Trudeau says Pfizer CEO assured him that vaccines will arrive in February
Prime Minister Justin Trudeau said today the CEO of Pfizer has personally assured him that the pharmaceutical company will send vaccine shots to Canada next month.
Pfizer to temporarily reduce vaccine deliveries to Canada, minister says
The promise from Dr. Albert Bourla, the company’s top executive, comes after Canada learned it wouldn’t receive a single vial of the highly effective vaccine next week, as Pfizer pauses some deliveries while it retools its Belgian manufacturing plant.
Maj.-Gen. Dany Fortin, the military commander leading vaccine logistics for the Public Health Agency of Canada (PHAC), has said Pfizer’s deliveries will be reduced by up to 50 per cent over a four-week period, punting as many as 400,000 doses to a later date.
The delivery delay is already prompting some provinces — notably Alberta and Ontario — to warn that they will have to curtail vaccination appointments in the weeks ahead as they direct the existing supply of the two-dose Pfizer vaccine to patients who need their second shots.
“The next few weeks will be challenging when it comes to deliveries,” Trudeau told reporters. “That said, Dr.

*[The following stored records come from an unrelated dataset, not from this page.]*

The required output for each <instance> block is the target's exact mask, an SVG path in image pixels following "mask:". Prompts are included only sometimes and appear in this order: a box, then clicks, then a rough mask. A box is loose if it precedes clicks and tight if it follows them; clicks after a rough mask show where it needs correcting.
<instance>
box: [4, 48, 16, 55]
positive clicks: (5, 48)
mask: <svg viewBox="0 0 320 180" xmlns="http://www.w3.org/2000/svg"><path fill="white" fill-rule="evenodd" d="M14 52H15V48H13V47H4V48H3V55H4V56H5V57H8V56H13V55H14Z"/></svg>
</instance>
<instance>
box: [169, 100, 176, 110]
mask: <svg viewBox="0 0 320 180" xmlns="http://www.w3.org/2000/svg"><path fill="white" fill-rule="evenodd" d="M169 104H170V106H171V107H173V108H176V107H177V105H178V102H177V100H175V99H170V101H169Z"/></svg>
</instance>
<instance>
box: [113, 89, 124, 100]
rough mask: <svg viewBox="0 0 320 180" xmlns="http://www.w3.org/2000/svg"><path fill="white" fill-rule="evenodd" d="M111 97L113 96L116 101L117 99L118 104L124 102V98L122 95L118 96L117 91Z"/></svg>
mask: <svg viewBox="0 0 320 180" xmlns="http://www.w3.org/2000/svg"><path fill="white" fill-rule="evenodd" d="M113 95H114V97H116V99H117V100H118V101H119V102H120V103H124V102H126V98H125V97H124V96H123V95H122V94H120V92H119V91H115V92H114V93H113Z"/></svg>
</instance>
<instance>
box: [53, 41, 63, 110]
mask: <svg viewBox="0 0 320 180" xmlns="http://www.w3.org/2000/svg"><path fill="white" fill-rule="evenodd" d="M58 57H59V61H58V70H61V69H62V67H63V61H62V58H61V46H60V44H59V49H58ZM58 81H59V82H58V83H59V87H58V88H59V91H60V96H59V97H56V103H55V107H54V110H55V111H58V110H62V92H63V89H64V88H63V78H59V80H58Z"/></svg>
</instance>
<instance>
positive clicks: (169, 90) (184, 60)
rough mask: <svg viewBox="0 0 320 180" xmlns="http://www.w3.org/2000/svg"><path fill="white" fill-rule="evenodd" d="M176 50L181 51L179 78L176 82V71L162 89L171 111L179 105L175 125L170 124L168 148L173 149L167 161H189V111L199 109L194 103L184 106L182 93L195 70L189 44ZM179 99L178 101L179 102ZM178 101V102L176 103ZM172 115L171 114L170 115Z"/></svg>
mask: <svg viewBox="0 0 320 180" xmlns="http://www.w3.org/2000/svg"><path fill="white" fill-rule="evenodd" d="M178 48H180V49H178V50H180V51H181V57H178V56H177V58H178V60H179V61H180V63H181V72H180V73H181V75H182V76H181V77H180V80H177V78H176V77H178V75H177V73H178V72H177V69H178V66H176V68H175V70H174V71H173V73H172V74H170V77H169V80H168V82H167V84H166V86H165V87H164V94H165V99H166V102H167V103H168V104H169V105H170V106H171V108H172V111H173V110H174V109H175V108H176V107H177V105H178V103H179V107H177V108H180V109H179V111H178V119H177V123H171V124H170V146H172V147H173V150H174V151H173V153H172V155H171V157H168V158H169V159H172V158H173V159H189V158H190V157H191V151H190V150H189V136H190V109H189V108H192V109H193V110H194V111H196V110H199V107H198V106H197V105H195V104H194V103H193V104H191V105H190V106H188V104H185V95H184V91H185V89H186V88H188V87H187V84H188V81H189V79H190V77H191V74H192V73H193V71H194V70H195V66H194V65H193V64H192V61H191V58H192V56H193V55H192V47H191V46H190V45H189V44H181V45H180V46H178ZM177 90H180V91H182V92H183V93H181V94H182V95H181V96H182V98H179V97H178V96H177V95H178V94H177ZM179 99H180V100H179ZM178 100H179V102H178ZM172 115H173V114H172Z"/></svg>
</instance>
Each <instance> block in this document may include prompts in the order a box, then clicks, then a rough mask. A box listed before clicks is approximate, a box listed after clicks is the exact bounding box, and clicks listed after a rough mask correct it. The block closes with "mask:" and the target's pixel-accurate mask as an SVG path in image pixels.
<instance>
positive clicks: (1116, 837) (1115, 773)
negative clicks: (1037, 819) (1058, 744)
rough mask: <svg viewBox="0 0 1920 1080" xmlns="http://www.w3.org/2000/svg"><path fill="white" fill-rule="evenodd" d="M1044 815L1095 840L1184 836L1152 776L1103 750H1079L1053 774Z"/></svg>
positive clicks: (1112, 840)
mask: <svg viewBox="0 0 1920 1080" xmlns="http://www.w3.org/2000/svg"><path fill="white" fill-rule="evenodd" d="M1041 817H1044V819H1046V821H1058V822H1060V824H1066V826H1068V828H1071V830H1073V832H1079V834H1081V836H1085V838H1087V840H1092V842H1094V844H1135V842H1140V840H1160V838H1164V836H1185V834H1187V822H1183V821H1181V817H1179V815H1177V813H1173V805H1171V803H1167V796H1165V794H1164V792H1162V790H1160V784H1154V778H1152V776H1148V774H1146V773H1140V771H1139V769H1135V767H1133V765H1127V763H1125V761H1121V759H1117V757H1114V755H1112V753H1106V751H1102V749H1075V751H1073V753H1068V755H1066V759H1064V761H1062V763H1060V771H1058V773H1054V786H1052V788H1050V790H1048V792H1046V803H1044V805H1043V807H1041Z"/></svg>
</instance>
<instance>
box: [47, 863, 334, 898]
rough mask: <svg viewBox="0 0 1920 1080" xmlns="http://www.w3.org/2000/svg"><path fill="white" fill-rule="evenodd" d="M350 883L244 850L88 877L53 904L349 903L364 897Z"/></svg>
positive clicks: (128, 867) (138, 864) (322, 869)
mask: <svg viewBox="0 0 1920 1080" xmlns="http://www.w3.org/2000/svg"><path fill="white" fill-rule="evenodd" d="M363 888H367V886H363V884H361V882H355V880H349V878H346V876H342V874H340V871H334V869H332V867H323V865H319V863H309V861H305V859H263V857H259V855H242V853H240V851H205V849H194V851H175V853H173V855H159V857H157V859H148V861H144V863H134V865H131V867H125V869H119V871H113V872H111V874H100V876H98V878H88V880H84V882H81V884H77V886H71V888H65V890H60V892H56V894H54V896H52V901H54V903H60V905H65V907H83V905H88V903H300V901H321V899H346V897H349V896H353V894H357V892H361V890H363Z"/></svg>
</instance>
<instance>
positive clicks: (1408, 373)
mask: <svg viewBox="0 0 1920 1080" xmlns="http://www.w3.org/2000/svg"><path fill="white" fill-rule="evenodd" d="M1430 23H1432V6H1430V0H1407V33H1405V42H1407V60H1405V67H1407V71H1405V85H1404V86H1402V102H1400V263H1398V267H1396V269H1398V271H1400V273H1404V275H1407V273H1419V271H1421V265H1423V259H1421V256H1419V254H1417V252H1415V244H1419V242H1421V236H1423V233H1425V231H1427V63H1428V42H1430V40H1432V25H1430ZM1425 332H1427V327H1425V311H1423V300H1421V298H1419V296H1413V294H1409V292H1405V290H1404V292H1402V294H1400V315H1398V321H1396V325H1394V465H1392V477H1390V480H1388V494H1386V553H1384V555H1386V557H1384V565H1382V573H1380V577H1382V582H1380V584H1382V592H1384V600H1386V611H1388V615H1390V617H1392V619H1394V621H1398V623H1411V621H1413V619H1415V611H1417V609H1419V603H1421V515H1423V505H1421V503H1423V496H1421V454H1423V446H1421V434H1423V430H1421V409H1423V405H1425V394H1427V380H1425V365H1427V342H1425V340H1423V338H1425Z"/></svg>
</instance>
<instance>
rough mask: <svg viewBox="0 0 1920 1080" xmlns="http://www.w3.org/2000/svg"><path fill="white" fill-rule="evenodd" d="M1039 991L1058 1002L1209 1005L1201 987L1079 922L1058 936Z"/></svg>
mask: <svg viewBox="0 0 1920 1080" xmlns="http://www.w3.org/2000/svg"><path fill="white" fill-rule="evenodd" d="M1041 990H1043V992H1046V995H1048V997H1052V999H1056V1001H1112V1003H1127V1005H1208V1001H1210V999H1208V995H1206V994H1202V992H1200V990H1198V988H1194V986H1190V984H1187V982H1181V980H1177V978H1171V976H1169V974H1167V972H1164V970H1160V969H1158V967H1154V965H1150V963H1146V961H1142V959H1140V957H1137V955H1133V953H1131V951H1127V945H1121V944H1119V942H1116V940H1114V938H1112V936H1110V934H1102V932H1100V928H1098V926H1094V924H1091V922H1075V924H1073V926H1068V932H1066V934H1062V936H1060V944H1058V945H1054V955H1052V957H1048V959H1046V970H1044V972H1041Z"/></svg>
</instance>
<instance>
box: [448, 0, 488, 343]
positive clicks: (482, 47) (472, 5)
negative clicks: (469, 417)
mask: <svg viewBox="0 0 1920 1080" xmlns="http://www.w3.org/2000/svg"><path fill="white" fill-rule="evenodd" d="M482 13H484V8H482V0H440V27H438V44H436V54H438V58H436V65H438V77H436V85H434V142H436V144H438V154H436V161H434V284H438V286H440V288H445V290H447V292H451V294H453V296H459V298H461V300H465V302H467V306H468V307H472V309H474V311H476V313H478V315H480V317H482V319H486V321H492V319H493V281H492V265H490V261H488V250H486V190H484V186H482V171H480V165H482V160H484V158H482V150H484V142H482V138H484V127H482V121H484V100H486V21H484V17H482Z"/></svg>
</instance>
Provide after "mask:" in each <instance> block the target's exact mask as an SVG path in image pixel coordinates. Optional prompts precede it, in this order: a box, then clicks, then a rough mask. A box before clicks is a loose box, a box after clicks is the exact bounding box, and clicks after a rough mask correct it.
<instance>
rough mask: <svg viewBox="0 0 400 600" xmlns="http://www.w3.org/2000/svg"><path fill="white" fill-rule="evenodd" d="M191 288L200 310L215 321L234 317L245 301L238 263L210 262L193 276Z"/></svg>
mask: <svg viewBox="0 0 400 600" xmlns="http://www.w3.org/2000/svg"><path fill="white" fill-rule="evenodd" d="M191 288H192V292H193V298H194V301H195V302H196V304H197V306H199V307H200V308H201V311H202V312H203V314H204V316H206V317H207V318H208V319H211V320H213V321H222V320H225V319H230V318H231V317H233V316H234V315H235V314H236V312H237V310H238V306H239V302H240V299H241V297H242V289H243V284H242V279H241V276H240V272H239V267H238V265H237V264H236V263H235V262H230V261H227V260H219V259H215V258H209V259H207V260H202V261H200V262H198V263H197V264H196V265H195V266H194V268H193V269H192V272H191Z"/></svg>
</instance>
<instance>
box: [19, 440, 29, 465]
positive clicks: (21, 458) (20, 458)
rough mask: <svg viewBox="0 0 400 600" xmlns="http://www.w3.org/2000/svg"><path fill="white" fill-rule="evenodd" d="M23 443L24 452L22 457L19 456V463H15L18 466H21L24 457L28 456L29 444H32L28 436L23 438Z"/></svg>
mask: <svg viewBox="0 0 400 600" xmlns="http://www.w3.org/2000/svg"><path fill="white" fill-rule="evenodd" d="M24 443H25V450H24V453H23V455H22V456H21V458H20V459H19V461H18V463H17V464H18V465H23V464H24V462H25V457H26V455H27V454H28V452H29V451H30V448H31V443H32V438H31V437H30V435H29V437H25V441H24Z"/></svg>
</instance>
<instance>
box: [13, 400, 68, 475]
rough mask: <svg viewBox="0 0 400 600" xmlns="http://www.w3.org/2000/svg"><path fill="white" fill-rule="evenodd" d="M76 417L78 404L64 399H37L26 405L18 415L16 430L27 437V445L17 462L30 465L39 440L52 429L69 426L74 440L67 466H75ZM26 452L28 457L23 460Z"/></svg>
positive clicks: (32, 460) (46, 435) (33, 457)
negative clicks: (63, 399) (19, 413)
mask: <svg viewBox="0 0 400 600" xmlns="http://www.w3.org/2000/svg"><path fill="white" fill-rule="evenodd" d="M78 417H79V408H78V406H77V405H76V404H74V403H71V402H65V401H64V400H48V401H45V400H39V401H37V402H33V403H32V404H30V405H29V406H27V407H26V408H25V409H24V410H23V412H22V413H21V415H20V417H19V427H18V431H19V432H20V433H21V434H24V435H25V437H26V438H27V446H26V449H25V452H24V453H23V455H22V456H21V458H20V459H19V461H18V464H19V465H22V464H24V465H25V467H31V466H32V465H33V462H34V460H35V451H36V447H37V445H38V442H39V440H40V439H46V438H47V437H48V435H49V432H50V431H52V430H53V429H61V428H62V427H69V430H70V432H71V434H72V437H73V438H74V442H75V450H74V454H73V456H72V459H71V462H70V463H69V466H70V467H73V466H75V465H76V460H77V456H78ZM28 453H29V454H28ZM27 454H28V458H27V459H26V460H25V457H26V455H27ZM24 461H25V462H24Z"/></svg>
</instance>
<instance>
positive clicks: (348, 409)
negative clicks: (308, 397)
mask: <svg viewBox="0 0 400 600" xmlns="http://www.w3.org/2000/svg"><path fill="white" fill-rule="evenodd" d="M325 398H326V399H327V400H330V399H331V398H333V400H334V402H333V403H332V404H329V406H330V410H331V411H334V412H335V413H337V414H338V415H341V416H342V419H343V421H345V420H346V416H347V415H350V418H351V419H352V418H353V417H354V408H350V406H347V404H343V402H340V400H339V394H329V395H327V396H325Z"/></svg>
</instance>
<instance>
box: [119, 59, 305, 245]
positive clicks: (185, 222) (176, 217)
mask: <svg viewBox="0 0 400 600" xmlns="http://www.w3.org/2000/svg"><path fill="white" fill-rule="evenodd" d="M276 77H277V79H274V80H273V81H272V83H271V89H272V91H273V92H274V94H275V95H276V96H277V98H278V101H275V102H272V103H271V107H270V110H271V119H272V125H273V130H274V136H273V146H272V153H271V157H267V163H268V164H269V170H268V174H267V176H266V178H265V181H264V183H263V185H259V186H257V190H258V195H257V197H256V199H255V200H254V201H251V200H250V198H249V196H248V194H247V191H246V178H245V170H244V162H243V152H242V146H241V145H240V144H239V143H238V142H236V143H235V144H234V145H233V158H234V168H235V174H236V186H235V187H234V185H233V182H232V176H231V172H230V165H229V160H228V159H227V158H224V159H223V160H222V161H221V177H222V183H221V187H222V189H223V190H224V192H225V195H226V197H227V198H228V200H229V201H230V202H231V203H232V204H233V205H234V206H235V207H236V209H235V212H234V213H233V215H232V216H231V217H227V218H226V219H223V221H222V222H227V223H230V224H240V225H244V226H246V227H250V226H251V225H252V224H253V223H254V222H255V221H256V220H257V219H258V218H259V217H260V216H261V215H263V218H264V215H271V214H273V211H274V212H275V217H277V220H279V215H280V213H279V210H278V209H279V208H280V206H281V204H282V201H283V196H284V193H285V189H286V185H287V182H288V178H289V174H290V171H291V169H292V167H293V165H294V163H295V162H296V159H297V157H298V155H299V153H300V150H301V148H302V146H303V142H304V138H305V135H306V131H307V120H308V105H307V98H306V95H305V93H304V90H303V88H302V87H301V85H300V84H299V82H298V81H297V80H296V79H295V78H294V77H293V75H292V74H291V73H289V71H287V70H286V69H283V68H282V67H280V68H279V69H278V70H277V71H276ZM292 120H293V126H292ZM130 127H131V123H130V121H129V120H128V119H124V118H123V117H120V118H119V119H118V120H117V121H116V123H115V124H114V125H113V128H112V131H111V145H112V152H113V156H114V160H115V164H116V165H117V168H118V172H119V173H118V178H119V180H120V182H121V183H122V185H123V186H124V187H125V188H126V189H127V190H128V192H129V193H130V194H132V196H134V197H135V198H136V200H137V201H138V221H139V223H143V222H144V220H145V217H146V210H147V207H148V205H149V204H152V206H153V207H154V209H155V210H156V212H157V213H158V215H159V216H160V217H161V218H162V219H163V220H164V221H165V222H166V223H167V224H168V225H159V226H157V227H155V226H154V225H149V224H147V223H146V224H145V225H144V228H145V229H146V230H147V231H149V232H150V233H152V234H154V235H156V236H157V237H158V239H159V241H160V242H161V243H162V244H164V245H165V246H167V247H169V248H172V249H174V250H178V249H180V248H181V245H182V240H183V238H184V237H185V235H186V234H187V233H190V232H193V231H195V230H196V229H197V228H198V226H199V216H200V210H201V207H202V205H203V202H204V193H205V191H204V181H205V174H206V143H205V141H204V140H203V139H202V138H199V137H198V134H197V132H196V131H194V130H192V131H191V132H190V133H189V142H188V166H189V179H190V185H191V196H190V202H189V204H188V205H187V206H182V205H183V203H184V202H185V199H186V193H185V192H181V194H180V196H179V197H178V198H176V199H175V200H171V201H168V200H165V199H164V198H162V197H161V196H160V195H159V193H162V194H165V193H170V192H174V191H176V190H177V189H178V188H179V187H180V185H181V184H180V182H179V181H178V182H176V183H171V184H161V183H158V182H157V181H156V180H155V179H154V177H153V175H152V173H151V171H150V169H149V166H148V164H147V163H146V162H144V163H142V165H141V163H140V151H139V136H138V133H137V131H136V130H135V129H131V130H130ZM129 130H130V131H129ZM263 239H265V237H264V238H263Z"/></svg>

Bourla assured me that hundreds of thousands of Pfizer doses will be delivered the week of February 15 and in the weeks to follow.”
Trudeau said that, despite the delivery hiccup, the company still expects to meet its promised delivery target of four million doses by the end of March — enough shots to fully vaccinate 2 million Canadians.
Trudeau’s call with Bourla is the prime minister’s first known personal intervention in vaccine deliveries.
When asked Tuesday if he would lobby Pfizer to send more doses, Trudeau said Public Services and Procurement Minister Anita Anand was the lead on the file.
The prime minister of Israel has had more than a dozen phone conversations with the CEO of Pfizer and the president of the European Union has personally reached out to the company’s leadership.
Pfizer isn’t treating every customer the same way. While Canada will receive no doses next week, the company said it “will be back to the original schedule of deliveries to the European Union beginning the week of Jan. 25.”
Pfizer is grappling with unprecedented global demand for its vaccine as the world scrambles to inoculate patients against the deadly novel coronavirus.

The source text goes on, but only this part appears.